Once upon a time, when I was on a couple's only ski trip in Canada*, Starbucks wowed me with something so incredibly delightful that I pined for it weeks after my return to the states.
It seemed that they were "testing" this product in limited markets and, try as I might, I could never find a Starbucks in Dallas that carried this wonderful concoction.
I only ever had about two ounces of "Drinking Chocolate", but I was completely, irrevocably hooked. Like a junkie, I was**.
I never really thought much about that experience after my Dallas search came up empty and I never saw liquid chocolate on a drink menu again. Then my days were too filled with diapers and whining and too-short naps to waste my time searching for a recipe to try.
Then today came. With snow and freezing conditions and sugar-allergic kids asking for hot chocolate.
I pined for the days when I could reheat chocolate milk or chocolate soy milk or a package of the stuff off the shelf. With almost as many grams of sugar as a Coke, I just couldn't bring myself to endure the experience that would follow one smallish cup of any of the above.
So I got on the Internet and discovered a recipe that I think is ALMOST, not quite, but pretty close to as yummy-tasting as that liquid cup of mellow cacao beans I was blessed to experience in Whistler***.
This isn't your cloyingly-sweet, make-your-teeth-need-a-good-brushing kind of hot chocolate. This is more like a 60% bittersweet experience with a creamy, liquid base. If you don't like dark chocolate, skip this one.
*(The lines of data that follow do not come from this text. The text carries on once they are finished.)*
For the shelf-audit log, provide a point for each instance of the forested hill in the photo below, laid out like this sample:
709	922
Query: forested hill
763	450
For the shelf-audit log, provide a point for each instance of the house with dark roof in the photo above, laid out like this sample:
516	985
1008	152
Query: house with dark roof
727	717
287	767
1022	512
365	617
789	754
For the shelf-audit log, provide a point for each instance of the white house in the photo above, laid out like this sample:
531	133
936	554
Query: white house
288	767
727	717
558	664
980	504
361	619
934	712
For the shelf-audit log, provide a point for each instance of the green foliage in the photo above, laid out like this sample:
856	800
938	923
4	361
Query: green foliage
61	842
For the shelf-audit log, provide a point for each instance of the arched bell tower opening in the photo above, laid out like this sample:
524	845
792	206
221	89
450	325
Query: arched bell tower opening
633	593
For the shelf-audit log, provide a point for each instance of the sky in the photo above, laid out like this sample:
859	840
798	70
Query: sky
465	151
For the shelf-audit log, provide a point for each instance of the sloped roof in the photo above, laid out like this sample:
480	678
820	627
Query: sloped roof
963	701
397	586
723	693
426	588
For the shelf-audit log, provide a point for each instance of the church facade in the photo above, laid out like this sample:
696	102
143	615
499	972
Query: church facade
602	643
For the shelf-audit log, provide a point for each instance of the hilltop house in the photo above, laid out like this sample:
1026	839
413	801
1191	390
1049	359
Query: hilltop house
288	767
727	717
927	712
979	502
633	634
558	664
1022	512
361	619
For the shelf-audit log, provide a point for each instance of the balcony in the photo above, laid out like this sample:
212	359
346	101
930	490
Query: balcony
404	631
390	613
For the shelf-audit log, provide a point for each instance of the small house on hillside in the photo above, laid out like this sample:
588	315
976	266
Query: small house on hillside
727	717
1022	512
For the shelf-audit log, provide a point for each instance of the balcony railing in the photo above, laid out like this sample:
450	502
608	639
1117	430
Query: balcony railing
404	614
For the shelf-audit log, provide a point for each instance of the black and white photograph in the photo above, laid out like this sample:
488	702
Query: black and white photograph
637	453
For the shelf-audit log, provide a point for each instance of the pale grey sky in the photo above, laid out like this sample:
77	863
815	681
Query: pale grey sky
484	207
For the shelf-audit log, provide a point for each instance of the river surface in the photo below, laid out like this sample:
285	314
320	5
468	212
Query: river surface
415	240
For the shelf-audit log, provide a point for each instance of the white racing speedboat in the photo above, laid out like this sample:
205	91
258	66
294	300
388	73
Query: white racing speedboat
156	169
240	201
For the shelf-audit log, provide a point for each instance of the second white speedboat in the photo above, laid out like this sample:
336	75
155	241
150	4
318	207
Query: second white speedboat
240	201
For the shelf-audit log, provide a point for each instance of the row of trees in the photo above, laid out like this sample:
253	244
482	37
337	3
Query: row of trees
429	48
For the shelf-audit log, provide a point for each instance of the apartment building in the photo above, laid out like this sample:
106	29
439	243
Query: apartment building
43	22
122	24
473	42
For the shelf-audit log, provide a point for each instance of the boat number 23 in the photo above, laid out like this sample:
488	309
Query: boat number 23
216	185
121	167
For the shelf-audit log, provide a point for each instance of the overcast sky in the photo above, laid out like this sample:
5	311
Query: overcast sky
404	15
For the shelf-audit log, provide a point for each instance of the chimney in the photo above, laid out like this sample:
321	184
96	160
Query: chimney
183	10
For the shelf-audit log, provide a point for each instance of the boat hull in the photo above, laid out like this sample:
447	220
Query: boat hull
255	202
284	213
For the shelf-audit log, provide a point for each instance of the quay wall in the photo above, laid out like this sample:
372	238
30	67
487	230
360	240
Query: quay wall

I present a modified recipe for "The Best No Sugar Hot Chocolate Ever"****.
2 cups coconut milk (in the refrigerated section)
2 T cocoa powder (I used Hershey's regular)
2 T agave nectar (low glycemic-index sugar substitute from the agave plant--yes, the one that also cranks out tequila. Undalay, undalay, ARRIBA!!!)
1 dash cinnamon
1 tsp vanilla
Mix all over low heat, stirring with a whisk to incorporate the cocoa; stir until no lumps exist.
Enjoy! And stay off those roads until sanity has returned.
Or, at least the sand trucks have made it to your section of the woods.
*SIGH. Those were the days.....
**Yoda. Love you, how I thee.
***Finally looked up the recipe for the original drinking chocolate. Now I know where some of the dimples on my butt originated. Ain't no amount of skiing that could get rid of that much sugary, high-fat dairy, goodness.
****The recipe I found on Cooks.com was titled closely to this. I had to tweak it to get rid of the Splenda and the milk.